June 28, 2010

Looking for a job? Start networking!

I’ve talked a lot about how technology affects our personal lives. But it revolutionizes how we interact in professional setting as well – from how we look for a job, to how we communicate on the job.

Technology is definitely a blessing for corporate America. It makes so many tasks easier and faster, saves a lot of time and money. From email and intranet, to virtual conference rooms, webcasting and screencasting.

We can have meetings with clients and colleagues from different offices around the world not leaving our desks.

We can train and get trained. I’m training an intern right now, for example, via email. I give him tasks, he sends them back completed, I review them and so on. With the number of questions that he asks me about every single small detail, I think all I’d be doing is answering them, if I had to do it in person.

Looking for a job is a whole new world as well. It seems like nobody cares about paper resumes and cover letters any more. We look for job offers online, we submit for them electronically and then we check out inboxes waiting for responses from potential employers. In many professions, like design, photography, videography, writing, candidates create entire websites as their resumes with work samples and links to their actual work online.

More than 70 million people on over 200 countries have their profiles on
LinkedIn.com, including executives from all Fortune 500 companies. There is Monster.com, Careerbuilder.com, and many other online job search engines. Most of the companies have their job openings posed online.

To make a sense of how to use all that cacophony of work-related technology, I talked to Allison Hemming, a founder and president of
The Hired Guns talent agency, author of “Work It!” and a career management expert who has been featured in The New York Times, The Today Show, The Wall Street Journal, New York Post, Newsday, CNN, CNBC, Good Morning America, NPR, PBS, Fortune Magazine and many other media outlets.

At first she agreed that technology has changed the rules of the job hunting and hiring game: “First, it has leveled the playing field - jobs that were previously only offered through headhunters are now accessible to everyone. LinkedIn has made it perfectly okay to have your profile (a stripped down resume+bio) out there 100% of the time for all the world to see. This means you can always be looking and people can always find you. Before LinkedIn job hunters had to sneak around.” She added: “Social media and blogs have allowed individuals to elevate themselves as experts (provided that they know what they're best in the world at and understand what their personal brands). I think we'll look back at this time and see it as tremendously creative and innovative.”

But then she dropped a real bomb - despite all that growth that online job hunting has enjoyed over the last decade: “The internet only accounts for 11% of all jobs landed. 80% of all jobs are actually landed through tried-and-true networking”.

No stop for a second, go back and look at it.

Only 11% of jobs landed are found online.

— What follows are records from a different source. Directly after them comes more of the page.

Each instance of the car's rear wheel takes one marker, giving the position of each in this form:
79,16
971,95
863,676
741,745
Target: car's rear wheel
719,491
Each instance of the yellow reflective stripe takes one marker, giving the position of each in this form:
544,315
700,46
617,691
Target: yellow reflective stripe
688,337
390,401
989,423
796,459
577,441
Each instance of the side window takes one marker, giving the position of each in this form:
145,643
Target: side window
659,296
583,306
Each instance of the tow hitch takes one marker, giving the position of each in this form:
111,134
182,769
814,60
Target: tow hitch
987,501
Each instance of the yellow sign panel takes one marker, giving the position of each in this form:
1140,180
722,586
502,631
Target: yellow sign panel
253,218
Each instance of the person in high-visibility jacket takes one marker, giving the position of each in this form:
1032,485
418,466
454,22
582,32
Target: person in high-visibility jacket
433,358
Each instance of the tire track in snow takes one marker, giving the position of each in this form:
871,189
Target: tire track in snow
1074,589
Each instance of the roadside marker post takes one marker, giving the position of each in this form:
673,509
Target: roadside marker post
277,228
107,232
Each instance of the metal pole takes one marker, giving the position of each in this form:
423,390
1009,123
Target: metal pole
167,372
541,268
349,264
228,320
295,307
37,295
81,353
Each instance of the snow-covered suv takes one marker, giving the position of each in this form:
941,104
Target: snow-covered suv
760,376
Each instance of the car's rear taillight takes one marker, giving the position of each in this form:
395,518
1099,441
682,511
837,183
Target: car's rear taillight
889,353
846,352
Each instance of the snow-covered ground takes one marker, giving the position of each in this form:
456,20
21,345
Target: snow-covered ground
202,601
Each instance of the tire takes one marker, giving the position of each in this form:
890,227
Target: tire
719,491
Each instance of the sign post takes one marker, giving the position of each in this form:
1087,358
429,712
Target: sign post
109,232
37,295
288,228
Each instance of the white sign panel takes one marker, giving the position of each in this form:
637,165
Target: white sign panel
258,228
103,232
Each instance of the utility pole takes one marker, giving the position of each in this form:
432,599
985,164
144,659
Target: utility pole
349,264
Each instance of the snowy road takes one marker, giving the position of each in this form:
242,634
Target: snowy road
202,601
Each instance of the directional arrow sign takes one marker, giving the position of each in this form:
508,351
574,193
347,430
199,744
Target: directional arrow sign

Now that it is staring me in the eyes, I realize that it’s true. Let me give you an example. My friends lost her job in apparel merchandizing last December, right before Christmas. Realizing that nothing was going to happen over the Holidays, she took a break and then literally chained herself to her computer for weeks looking for a job. She has been sending dozens of resumes a week. And all it resulted in was in her frustration.

After 3 months of doing that, out of hundreds of resumes that she sent out, she landed one job interview, for a position that turned out to be below her professional level. She landed two other interviews though networking with her ex-colleagues and ended up accepting an offer from an organization that she worked for before her last job.

So now why do we spend all this time working on our online profiles, surfing online job search engines, sending out resumes? According to Hemming 80% of people spend their time working the online job boards and only 10% networking.

What it leads to on the other end? Hemming describes: “Hiring managers are overwhelmed, because more people apply online than ever before, inboxes get stuffed with a lot of "noise" that isn't appropriate for the job at hand. In essence, your competition is spamming the hiring community making it harder for your great resume to get noticed”.

So what should we do? Allison puts is nice and short:

“People need to weight their time according to what's working”.

2 comments:

  1. So how does Allison define "Networking?" I know folks who get approached by headhunters and hiring companies because their profile or work was seen online, either through networking sites such as LinkedIn. Some of the outreach may be offline but it is hard to network in today's world without some online activity.

    ReplyDelete
  2. I think Networking is meant here as pro-active person-to-person interaction, versus sending out resumes 'blindly' to the job search sites and/or submitting resumes to the Company job opportunities websites.
    So in this case networking can be digital and should be at least partially digital, but it involves direct communications, word-of-mouth referrals etc.